Forbes' Poulos makes some very interesting and funny points about what he dubs semi-ironically as Rand Paul's "crash hipster outreach project." Read the whole thing, but here's the conclusion, which speaks to how a looser, more explicitly libertarian GOP is a legitimately interesting undertaking:

…it's not very surprising to me that the hipster outreach pitch is being made by the son of the guy whose most ardent supporters are still unironically calling for a Love Revolution. You can laugh at the "Paultards" all you want, but I tell you this: America could use a lot more citizens calling unironically for a radical infusion of love into our public dealings. And if Republicans don't figure out how to get on board with that project, they'll find that in short order they're feeling very little love indeed.

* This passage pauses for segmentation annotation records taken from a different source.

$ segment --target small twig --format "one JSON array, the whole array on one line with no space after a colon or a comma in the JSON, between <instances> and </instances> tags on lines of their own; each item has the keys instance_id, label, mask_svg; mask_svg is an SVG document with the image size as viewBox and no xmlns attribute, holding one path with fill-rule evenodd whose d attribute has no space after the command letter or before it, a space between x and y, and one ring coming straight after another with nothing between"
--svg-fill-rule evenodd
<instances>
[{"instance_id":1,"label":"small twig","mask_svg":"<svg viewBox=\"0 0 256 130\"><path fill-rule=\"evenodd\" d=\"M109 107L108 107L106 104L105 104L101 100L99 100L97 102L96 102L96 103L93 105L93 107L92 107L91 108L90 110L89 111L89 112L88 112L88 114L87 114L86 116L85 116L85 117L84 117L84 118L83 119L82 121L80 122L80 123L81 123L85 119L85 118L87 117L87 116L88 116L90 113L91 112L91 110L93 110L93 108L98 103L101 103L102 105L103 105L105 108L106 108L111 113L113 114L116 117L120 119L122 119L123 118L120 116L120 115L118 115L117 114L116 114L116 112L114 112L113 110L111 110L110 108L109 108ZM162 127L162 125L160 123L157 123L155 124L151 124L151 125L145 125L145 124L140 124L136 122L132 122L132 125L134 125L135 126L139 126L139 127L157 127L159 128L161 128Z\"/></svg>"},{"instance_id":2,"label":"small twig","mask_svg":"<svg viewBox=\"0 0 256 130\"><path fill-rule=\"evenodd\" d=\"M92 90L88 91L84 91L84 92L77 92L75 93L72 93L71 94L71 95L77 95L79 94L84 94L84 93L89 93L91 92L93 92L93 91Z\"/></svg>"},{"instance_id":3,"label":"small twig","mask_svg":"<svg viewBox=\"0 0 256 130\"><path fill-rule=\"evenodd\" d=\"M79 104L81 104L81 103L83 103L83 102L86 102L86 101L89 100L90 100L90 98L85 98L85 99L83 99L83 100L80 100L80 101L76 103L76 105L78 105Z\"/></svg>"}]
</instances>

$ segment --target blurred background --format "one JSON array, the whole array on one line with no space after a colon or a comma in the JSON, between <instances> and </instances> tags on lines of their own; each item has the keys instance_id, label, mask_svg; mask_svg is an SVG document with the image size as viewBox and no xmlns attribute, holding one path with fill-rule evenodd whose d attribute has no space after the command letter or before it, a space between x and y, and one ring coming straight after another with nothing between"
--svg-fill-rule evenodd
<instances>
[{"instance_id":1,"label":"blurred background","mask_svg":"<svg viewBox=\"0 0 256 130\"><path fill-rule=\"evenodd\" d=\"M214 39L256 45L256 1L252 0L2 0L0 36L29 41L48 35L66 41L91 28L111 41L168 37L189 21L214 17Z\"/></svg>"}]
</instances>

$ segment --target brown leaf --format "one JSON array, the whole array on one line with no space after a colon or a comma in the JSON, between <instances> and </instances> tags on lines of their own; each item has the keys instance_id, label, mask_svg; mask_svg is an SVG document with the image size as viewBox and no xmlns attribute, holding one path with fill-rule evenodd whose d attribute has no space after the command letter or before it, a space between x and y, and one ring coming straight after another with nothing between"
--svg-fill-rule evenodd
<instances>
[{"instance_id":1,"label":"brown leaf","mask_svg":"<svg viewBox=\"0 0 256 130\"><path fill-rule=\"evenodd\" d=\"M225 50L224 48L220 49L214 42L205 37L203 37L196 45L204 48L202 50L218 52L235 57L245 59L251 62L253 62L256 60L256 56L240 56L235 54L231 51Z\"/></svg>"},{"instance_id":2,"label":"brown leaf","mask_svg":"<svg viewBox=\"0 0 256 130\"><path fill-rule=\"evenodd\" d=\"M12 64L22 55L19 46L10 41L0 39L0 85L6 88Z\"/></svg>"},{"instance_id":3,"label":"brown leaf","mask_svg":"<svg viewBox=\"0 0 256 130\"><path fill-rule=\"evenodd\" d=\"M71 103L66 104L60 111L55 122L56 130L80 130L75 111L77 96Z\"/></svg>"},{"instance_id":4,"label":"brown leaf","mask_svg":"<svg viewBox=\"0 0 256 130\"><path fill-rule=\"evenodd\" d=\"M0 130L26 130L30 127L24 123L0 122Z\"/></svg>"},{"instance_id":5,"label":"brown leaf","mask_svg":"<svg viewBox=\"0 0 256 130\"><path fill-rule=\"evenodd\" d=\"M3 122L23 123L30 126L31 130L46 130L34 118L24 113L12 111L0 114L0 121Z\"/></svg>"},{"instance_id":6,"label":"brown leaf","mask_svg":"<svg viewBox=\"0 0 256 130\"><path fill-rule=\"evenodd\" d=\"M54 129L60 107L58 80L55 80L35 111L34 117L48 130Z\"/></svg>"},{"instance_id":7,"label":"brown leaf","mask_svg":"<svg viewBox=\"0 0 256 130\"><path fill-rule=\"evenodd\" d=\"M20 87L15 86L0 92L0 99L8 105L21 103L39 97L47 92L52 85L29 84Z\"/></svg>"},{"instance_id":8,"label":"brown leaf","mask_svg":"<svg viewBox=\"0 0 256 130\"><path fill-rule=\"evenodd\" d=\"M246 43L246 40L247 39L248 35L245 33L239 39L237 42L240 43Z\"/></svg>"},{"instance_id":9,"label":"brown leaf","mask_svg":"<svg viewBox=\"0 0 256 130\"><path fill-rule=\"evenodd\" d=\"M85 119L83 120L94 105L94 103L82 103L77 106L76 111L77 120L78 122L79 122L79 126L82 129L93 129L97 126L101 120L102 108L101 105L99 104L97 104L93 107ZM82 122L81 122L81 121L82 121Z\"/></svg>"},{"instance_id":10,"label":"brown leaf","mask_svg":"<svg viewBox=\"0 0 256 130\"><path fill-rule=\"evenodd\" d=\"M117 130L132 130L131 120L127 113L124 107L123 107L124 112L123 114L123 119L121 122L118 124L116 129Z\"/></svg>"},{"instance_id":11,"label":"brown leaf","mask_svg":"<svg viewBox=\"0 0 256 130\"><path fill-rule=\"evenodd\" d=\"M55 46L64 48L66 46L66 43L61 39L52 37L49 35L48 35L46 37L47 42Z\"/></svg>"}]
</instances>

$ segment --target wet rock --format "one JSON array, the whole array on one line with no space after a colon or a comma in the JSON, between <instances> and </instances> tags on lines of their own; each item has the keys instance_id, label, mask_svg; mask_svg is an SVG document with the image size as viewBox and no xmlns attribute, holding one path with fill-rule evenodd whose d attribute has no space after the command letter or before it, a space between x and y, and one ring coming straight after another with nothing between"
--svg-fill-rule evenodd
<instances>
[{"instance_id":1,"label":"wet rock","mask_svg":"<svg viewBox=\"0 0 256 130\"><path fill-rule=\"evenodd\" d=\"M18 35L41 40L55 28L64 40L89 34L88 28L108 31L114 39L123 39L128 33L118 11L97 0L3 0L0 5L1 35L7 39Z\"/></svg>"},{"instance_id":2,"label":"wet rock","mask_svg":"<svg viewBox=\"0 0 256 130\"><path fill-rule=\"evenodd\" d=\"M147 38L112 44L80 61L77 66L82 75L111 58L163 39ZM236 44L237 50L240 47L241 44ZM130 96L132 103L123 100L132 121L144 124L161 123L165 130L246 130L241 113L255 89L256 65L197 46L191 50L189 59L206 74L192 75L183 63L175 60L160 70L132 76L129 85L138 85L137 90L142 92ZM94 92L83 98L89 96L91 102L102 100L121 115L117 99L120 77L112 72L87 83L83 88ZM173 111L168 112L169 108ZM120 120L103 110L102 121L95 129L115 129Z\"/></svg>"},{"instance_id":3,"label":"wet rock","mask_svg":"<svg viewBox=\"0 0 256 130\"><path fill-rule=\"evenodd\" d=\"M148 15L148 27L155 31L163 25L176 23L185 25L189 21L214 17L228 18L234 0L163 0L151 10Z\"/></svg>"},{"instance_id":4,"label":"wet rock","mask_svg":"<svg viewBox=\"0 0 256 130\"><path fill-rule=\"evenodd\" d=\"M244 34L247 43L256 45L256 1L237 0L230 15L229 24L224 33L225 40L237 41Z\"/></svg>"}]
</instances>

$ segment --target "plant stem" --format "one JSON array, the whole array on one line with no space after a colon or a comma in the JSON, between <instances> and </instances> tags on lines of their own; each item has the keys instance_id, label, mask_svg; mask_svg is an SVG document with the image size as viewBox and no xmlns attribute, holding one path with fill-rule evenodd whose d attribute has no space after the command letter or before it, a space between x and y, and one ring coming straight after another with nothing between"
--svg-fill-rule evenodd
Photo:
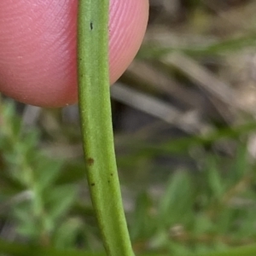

Democrats and their partisans in the press have been digging the intra-party fighting among Republicans of late—the Angry Birds vs. the Wacko Birds dust-up between establishment pols and the more-libertarian wing of the GOP. That's understandable, because it plays into a comforting narrative of the Party of Lincoln as practically about to go out of business. I prefer to read the in-fighting as a sign that the Republican Party still might have a future (especially if it embraces a libertarian outlook). And at the very least, at the Republicans are talking about what they stand for in a meaningful way. What is the Democrats' game plan after Obama, who has been just a big disaster for his party as George W. Bush was for his? Who are the next generation of Democratic leaders, either in statehouses or at the national level? The GOP may not be particularly vital, but compared to the Democrats, you can easily pick out a dozen figures who have a pulse and are under 60 years old. You turn to the Democrats and there's nobody that comes to mind.